The dataset formats supported by Llama Factory span numerous options including Alpaca, ShareGPT, and custom formats. This flexibility enables working with existing datasets without extensive preprocessing. Converting datasets to compatible formats is straightforward, and the documentation provides clear guidance. The inclusive approach to data formats acknowledges the diversity of sources practitioners work with.

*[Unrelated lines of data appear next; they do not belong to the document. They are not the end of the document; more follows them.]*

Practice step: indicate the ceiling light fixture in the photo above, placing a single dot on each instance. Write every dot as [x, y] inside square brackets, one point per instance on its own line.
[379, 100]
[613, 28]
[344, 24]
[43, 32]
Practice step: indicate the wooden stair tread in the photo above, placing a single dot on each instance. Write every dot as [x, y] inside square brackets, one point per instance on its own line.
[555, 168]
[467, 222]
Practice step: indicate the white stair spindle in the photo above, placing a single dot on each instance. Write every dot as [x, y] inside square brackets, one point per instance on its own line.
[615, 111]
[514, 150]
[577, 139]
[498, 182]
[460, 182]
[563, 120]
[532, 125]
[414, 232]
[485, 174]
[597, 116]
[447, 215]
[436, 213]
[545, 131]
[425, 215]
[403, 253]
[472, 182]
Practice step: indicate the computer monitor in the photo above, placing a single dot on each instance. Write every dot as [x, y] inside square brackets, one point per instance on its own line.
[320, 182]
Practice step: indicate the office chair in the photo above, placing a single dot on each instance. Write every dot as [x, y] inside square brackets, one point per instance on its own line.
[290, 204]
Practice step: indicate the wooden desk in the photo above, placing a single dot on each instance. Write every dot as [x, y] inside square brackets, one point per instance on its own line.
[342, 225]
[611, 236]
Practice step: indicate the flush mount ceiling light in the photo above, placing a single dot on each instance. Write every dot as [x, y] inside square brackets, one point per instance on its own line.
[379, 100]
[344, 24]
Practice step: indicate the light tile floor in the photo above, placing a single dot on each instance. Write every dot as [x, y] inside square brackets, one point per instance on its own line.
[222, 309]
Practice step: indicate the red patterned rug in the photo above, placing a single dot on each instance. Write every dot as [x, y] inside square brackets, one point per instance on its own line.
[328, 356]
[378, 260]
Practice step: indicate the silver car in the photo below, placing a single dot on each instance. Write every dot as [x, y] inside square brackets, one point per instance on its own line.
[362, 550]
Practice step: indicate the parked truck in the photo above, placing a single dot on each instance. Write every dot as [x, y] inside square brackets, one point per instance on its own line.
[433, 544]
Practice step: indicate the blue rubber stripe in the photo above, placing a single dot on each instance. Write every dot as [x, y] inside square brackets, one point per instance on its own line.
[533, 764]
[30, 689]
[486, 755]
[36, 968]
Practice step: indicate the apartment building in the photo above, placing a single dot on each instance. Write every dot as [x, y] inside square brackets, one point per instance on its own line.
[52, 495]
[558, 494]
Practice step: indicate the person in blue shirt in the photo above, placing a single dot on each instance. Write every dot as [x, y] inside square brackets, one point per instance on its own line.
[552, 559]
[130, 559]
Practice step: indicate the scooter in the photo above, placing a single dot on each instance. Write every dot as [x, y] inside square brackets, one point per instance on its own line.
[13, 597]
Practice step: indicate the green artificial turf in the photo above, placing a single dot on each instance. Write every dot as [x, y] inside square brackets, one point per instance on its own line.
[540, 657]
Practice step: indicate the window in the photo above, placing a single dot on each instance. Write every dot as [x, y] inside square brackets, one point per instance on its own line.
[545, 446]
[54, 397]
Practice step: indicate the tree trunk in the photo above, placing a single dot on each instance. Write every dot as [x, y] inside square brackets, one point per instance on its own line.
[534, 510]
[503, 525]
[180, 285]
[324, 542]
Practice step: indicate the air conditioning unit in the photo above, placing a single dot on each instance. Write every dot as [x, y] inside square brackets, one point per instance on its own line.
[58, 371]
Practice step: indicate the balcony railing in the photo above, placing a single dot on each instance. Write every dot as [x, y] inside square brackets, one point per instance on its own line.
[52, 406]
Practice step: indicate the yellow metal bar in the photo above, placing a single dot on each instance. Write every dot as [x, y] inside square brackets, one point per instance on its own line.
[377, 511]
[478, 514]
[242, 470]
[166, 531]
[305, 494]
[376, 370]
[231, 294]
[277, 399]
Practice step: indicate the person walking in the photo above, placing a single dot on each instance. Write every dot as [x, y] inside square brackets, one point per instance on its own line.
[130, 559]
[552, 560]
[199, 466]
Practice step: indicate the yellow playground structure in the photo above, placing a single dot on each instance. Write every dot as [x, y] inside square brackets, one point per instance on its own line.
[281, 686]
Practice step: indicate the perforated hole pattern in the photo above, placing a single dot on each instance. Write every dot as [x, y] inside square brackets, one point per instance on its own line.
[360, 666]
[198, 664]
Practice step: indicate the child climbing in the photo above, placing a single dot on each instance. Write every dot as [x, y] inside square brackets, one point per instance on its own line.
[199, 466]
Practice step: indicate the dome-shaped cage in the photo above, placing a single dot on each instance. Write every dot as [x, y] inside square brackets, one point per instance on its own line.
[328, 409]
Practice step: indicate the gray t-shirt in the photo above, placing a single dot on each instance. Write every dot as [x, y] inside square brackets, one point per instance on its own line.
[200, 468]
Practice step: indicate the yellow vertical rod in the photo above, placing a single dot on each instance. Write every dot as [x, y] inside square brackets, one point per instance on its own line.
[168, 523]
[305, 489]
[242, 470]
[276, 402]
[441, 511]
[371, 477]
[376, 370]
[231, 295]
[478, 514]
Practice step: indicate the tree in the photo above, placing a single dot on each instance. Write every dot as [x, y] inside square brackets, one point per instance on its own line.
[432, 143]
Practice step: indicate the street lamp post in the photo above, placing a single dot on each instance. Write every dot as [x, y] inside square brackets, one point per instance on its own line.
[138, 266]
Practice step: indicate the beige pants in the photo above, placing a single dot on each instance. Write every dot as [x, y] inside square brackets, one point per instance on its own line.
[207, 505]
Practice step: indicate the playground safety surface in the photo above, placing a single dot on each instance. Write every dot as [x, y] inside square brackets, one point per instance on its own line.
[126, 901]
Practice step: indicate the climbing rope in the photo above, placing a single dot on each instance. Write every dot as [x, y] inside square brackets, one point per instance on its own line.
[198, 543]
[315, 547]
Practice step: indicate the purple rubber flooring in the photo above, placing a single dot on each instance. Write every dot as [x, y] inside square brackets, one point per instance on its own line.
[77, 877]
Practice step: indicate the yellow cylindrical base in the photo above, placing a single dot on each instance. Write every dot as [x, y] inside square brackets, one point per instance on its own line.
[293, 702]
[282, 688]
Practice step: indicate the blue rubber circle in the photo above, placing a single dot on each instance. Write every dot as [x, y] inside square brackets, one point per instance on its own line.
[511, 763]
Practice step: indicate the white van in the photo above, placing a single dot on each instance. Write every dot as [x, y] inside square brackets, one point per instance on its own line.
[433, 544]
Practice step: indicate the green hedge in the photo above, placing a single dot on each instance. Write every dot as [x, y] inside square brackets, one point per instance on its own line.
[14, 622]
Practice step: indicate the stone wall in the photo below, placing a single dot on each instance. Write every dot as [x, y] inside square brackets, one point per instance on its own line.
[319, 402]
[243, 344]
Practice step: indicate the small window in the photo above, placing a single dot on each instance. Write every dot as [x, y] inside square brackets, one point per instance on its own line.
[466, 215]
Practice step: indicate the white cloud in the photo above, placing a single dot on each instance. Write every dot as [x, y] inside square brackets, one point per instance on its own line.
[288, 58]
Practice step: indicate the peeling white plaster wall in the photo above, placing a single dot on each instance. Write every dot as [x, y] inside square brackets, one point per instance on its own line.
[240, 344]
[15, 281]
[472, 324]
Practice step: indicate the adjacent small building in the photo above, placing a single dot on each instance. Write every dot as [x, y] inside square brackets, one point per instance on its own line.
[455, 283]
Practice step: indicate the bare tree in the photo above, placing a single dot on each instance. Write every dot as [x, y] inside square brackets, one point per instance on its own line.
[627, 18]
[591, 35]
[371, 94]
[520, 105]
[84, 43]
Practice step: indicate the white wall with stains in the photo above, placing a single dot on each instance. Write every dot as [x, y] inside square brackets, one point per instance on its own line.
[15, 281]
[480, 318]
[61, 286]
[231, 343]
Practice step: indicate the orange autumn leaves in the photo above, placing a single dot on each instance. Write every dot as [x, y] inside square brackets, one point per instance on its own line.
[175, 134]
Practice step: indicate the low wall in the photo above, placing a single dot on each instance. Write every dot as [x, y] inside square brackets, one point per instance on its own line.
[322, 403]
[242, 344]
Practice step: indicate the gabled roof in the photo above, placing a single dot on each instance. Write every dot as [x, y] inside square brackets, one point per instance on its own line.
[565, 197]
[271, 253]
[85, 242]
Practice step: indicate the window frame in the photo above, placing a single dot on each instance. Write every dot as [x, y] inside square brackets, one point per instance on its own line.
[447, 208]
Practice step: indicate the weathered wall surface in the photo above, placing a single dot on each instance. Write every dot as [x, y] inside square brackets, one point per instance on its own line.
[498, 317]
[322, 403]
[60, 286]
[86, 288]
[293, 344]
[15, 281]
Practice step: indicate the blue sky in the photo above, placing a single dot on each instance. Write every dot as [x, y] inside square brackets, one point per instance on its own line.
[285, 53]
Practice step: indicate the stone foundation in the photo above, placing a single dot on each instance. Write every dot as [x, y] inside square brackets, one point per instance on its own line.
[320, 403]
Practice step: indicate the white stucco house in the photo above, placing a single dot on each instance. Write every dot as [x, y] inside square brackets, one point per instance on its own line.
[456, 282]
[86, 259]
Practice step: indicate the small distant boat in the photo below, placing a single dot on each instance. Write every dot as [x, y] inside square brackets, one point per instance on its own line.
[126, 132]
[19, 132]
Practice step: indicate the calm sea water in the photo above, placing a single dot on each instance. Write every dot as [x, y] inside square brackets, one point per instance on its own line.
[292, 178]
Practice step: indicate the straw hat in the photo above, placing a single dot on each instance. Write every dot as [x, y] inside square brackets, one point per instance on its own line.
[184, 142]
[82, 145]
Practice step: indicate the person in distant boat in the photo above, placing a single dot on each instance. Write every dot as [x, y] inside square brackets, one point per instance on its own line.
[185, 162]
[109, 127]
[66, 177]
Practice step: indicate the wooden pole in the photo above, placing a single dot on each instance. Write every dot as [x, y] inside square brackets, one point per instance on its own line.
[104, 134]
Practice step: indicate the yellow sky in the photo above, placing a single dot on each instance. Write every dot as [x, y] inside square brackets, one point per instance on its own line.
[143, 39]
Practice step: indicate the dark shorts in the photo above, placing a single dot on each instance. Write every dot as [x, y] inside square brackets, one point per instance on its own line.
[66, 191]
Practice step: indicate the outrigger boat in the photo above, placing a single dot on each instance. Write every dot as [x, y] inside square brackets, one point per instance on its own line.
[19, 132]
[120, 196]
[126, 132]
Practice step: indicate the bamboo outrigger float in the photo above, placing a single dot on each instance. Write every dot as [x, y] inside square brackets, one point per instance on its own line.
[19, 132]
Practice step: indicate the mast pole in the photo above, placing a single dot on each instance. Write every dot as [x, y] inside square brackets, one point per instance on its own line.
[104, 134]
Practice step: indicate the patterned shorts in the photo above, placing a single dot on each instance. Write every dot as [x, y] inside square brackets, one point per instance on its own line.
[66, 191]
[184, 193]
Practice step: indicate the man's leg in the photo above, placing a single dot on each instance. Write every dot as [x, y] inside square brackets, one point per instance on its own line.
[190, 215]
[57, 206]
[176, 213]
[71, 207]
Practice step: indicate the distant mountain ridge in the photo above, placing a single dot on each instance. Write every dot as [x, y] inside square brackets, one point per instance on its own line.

Training on limited resources remains feasible with Llama Factory through techniques like LoRA and QLoRA. These parameter-efficient fine-tuning methods reduce memory requirements dramatically, enabling fine-tuning on consumer hardware. Rather than requiring enterprise-scale compute resources, practitioners can experiment with fine-tuning on modest hardware. This democratization of fine-tuning has profound implications for expanding who can customize state-of-the-art models.

The inference capabilities in Llama Factory enable serving fine-tuned models in production. Rather than exporting models and building separate serving infrastructure, you can leverage Llama Factory's built-in capabilities. This integrated approach from fine-tuning through serving streamlines the complete workflow from model development through deployment.

Community contributions to Llama Factory include new datasets, training techniques, and model variants. This active ecosystem ensures the framework evolves to support emerging needs. Users benefit from community innovations without waiting for official releases, accelerating adoption of new best practices across the user base.

The framework continues to mature and expand, supporting increasingly sophisticated fine-tuning scenarios.

The accessibility provided by Llama Factory democratizes fine-tuning and enables organizations of all sizes to customize state-of-the-art models for their specific needs. The combination of web interface, command-line tools, and programmatic APIs accommodates different user preferences and skill levels. This inclusive design philosophy has contributed significantly to the framework adoption and community growth.